An ideal film culture is one that encourages creation purely for the sake of creation.  I look for communities that are not based in competition of attention or resources and are rather focused on the catharsis of creation rather than producing products and social clout. Hierarchies and esotericism are fine on individual levels, but on a community level, there should be no levels of power dynamics or gatekeeping.

In that search, have you found a place or community that informs your filmmaking and artistic identity?

Bad Summer; Astro Rys, 2020

Growing up in a Rust Belt city that did not have any large support of media arts shaped my entire attitude of DIY and mutual aid. There were very few resources and comrades I had within these communities, and it gave me a desire to help create artistic spaces and works that do not need to exist alongside financial factors in order to flourish. The Cine Móvil collective in NYC was very influential to me, as well, in providing a call to action to other local filmmakers with similar visions as my own to collective our efforts and mobilize our ideas as well as being fearless in our politics and beliefs.

Do you believe progressive filmmaking is tied to form as much as it is to ideas?

I think form is actually much more important than ideas.  Form is concrete. Form is reflexive of our own inner relationships to our exterior world. Form is an extension of the intellectual, spiritual and experiential modes of art.  Ideas are purely based in the intellectual and have failed us or been capitalized and reincorporated into the status quo time and time again. Form cannot be capitalized on, because it is active — or at least should be.
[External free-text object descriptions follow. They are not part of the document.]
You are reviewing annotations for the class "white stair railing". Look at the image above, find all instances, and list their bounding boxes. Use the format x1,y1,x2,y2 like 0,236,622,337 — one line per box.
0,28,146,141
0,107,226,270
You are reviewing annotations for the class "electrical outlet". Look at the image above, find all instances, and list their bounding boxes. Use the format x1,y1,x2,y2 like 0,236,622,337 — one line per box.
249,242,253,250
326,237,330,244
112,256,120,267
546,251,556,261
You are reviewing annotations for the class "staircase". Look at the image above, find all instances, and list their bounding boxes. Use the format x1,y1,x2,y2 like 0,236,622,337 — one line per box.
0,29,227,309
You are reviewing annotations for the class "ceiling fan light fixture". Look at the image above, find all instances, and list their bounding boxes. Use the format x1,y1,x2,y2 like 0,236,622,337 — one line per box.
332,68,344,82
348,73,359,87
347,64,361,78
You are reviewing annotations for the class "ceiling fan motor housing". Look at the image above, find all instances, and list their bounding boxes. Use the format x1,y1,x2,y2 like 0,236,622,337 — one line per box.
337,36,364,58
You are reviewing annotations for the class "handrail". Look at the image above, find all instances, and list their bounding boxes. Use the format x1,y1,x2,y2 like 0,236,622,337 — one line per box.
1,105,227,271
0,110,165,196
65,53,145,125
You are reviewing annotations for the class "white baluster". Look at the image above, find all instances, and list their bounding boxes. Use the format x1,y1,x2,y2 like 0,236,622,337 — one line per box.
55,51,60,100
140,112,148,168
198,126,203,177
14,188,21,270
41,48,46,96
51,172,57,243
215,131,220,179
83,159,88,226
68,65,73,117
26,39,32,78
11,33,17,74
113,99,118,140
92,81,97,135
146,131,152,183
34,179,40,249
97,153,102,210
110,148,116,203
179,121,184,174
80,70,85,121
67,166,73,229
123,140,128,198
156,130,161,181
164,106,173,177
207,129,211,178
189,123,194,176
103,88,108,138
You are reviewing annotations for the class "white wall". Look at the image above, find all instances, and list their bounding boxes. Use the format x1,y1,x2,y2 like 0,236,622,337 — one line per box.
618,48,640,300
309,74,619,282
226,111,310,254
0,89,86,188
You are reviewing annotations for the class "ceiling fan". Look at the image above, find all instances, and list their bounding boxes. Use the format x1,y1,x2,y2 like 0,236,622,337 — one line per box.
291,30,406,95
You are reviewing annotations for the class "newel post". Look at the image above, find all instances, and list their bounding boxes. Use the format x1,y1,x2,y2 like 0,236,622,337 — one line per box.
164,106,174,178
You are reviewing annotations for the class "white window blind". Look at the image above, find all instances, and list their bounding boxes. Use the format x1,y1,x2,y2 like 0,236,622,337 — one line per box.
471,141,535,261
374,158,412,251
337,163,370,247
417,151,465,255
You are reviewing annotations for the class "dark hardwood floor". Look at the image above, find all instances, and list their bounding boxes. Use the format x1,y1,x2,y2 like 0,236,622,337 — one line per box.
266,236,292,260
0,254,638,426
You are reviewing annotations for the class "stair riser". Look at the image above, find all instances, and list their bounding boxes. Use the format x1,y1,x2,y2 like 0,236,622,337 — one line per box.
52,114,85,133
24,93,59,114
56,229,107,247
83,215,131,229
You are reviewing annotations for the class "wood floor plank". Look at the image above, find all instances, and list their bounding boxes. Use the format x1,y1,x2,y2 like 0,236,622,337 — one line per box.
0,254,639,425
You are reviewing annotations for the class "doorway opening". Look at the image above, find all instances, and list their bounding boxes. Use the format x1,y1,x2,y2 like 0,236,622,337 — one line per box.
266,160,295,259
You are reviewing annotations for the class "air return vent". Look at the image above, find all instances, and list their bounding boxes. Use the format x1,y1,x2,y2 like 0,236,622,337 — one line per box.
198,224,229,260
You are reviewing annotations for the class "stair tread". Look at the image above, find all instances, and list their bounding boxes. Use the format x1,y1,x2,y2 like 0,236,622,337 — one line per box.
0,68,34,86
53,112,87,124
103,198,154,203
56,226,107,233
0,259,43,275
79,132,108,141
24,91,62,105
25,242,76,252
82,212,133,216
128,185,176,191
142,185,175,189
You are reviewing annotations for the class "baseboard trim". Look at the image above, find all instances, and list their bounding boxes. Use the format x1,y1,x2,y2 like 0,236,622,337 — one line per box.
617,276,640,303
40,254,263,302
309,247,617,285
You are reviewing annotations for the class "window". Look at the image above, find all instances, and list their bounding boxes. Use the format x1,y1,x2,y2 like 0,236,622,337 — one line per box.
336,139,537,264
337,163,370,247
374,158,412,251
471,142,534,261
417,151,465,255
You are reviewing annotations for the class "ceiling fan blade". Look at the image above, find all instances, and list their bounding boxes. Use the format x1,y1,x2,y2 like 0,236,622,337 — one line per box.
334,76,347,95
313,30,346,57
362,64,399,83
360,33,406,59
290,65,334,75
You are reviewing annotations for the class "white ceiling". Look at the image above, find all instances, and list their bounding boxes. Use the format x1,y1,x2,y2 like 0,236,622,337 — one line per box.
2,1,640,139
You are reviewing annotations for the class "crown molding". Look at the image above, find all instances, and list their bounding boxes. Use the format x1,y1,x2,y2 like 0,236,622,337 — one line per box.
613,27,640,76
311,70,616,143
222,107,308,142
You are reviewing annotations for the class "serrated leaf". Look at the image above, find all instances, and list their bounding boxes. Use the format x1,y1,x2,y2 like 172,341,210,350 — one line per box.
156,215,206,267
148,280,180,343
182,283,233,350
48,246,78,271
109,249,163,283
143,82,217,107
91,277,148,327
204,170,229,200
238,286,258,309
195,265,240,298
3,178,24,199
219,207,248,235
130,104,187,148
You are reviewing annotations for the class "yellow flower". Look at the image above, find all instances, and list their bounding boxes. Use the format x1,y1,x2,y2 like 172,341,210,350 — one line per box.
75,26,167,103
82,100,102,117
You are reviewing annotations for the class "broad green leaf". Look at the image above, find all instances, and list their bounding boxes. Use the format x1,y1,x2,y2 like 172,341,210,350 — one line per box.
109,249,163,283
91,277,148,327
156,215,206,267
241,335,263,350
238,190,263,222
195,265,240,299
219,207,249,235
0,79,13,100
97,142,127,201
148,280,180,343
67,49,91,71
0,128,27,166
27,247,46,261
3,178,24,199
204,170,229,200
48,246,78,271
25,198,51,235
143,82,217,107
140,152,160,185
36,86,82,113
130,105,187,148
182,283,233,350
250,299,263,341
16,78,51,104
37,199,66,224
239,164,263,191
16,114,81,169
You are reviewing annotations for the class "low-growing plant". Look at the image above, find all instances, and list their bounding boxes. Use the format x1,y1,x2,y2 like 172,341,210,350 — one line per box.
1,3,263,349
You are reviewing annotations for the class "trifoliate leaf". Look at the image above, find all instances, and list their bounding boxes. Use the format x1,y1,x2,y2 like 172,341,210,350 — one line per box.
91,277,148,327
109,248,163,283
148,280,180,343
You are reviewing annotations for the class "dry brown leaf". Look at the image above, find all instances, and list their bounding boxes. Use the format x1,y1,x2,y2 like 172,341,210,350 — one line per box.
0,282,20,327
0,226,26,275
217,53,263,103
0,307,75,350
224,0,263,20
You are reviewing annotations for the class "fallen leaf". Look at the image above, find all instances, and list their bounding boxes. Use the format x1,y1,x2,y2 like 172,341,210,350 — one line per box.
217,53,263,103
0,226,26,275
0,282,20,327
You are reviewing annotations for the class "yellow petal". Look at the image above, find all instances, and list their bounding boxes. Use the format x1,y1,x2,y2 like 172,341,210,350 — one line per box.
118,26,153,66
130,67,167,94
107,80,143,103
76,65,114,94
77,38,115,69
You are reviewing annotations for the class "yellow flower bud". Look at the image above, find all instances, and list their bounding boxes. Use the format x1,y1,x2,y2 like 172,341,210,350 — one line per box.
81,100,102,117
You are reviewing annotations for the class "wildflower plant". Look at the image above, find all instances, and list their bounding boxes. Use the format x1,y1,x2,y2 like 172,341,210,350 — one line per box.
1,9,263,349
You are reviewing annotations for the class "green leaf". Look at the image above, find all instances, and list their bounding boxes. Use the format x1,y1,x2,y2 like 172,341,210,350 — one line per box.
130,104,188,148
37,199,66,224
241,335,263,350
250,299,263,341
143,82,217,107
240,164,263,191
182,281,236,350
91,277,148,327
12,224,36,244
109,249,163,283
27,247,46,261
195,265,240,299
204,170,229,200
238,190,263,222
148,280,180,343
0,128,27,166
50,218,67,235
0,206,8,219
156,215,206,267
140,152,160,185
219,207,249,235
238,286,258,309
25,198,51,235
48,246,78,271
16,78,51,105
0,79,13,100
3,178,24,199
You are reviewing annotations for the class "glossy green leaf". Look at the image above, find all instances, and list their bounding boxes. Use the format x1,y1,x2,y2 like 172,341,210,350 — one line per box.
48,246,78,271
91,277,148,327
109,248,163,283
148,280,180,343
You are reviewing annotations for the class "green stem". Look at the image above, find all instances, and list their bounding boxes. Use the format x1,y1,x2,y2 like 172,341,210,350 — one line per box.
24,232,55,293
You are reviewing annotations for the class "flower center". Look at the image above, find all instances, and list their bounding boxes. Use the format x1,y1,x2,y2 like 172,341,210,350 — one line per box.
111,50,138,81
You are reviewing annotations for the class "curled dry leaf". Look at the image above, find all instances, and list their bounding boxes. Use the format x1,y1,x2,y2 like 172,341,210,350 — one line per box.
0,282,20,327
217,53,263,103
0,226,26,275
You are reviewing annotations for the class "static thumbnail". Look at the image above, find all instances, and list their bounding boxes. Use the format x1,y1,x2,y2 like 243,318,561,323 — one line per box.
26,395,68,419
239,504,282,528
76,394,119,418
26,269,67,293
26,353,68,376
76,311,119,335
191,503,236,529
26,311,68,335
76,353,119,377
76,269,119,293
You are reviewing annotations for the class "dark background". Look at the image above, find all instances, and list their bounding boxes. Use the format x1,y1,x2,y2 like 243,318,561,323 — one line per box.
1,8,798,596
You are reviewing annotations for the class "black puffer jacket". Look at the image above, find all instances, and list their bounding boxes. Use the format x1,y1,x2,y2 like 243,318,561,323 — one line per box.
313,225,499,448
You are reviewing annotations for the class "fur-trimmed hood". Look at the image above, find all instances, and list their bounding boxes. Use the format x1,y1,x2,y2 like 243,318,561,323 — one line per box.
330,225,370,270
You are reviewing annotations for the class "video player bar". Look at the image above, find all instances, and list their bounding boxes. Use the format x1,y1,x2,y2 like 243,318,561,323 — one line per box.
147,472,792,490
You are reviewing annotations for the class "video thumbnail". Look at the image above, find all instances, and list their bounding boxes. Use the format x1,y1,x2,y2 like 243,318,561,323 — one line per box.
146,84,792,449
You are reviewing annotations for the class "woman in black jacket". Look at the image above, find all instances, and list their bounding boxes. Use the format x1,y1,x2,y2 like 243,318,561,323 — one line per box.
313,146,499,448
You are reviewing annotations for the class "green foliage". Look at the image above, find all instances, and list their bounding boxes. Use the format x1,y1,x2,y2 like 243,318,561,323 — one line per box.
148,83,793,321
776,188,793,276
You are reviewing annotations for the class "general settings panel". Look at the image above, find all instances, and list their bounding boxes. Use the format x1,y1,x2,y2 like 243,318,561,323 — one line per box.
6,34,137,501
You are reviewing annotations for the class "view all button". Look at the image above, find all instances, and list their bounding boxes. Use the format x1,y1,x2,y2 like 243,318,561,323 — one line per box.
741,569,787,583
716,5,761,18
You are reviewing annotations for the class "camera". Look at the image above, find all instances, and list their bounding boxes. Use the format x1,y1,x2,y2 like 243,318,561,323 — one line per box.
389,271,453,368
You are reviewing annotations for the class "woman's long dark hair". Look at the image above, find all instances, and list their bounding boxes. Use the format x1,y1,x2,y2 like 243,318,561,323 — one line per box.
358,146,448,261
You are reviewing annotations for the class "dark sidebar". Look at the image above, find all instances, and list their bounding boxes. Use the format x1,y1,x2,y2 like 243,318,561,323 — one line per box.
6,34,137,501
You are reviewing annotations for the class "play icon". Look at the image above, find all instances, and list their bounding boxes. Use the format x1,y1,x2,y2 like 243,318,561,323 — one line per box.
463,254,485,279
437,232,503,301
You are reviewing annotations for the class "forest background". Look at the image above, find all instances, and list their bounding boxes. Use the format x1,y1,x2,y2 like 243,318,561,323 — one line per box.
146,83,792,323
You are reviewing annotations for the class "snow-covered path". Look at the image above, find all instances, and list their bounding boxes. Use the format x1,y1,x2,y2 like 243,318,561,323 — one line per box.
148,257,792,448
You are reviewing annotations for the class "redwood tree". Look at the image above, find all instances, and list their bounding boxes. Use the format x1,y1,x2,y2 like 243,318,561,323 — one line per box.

You spoke about community. On a bigger picture, is there a defining social event, economic shift or cultural time and place that had a lasting effect on your artistry?

I always believed what I currently do about art; I just used to not have a name for it or fully understand my own political convictions. Everything began to come together after my political radicalization that happened in response to the 2016 and 2020 elections. 

I think for many of us, 2016 was the point of no return. And 2020, a questioning of the status quo no matter who became president.

Those events spurred a mission to really try to find my own political and social identity in order to effectively combat what I saw as a rise of both reactionary fascism and neoliberalism in the new political age.

And who have been your biggest influences as a socially-conscious filmmaker?

Sergei Eisenstein, father of modern editing; experimental filmmakers like Lizzie Borden, John Cage, William Greaves;  Jean-Luc Godard, of course; the surrealist Luis Bunuel; Charlie Chaplin; John Waters! And I can’t forget Jonathan Caouette, Billy Childish, Todd Haynes, Adam Curtis, Nick Zedd. 

That’s a fantastic list. What is your dream project?

Filming Cormac McCarthy’s novel, Blood Meridian

Lastly,  how would you change the current Hollywood structure into something more equitable?

Get rid of it. Hollywood is the antithesis of equality in the arts.